The memorial is very moving. Here, as in Auschwitz and Krakow, a group of young Israelis gathered to remember what happened. They gathered to remember the past and sing about loss and rebirth. Walking the length of the memorial — a long concrete tunnel narrowing to a point where a symbolic smokestack of a crematorium sends the ashes of a people into the blue sky, I remain silent thinking about relatives who’s final train from Łodz left this platform.
One leaves this place drained. It’s unavoidable. Your humanity is challenged when confronted with the emotional space of the memorial, the cemeteries, the decay and sadness of the community. It all overwhelms. How does one have a rational conversation about anything related to history and identity in Łodz when the weight of its history has such consequence.
I came here looking for a positive future, yet I was fixated on staring at the physical spaces of the past. Spaces that were directly linked to the most painful history — both personal and national. How silly was I to think this was the path to reconciliation and closure. I want to know more about the life that is here — not just the pain that flows from so many shattered lives. I want to know if Poles and Jews have a future together.
My answers did not come from these places. They came with interactions with people. They came from friends and co-workers of my grandmother who took the time and showed us around Łodz. They came in the friendly faces of my mother’s classmates. These men and women welcomed my brother and I to their home in Warsaw with open arms. They reminisced about the days they spent with my mom and so desperately wanted to see her and my father in Poland again. These are the people who drove my family in 1969 to the train station for our final journey to Canada.
Answers came from their grandchildren. It is intoxicating to speak with an eager teenager who went to Stratford, Ontario to pay homage to Justin Bieber and wants to know everything there is about Canada. It breathes life into the possibility of dialogue. It is about the future and our relationships going forward.
Hope was being restored piece by piece, person by person. Conversations my brother and I had with historians and researchers at POLIN, the Museum of the History of Polish Jews, about our family’s experience in 1969 were healing. Meeting with KPH, a national anti-Homophobia coalition in Poland focused on the future. Yes, our conversations were influenced by what had happened to all of us, because you cannot separate our experiences. They are forever intertwined by that shared history, yet these conversations were hopeful.

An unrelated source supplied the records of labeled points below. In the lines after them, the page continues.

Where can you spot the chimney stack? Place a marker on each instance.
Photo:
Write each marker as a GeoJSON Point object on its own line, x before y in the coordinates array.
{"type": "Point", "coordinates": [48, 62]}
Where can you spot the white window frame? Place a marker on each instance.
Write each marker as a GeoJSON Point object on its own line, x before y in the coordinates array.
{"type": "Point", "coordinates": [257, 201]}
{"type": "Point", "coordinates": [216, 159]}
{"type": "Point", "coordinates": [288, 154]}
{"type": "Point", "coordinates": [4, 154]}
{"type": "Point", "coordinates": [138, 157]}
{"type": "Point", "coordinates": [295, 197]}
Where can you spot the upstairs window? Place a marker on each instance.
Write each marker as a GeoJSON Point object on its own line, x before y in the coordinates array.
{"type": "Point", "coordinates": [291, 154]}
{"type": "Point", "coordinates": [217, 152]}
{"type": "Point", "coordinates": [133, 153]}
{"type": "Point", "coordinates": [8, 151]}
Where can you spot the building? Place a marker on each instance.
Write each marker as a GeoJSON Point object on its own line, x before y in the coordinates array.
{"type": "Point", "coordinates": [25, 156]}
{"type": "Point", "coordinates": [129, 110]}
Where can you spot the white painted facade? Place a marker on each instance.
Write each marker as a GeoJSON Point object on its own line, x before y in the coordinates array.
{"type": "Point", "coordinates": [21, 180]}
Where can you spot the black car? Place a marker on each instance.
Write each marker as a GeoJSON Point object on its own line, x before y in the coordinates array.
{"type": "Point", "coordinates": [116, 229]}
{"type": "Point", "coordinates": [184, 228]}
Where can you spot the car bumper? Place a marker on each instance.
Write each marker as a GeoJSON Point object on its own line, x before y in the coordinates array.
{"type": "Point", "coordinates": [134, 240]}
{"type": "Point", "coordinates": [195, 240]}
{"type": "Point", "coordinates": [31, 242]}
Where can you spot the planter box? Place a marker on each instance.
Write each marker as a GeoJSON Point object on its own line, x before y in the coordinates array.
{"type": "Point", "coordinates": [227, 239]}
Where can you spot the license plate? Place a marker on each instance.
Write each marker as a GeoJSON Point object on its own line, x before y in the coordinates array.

So this journey should never have been about connecting to places. That exercise was futile. This journey was never about Poland, or being a Jew or the Holocaust or even about our expulsion from here in 1969. It was about me. It was never about the place bringing closure. It was about me connecting to people who shared a vision for a common future based on respect, truth, memory and reconciliation for what happened to all of us. It will be a long journey with bumps along the way. We should even expect a derailment or two. But at least now I know the path. It’s a human one.
I’m now ready to board the last train from Łodz.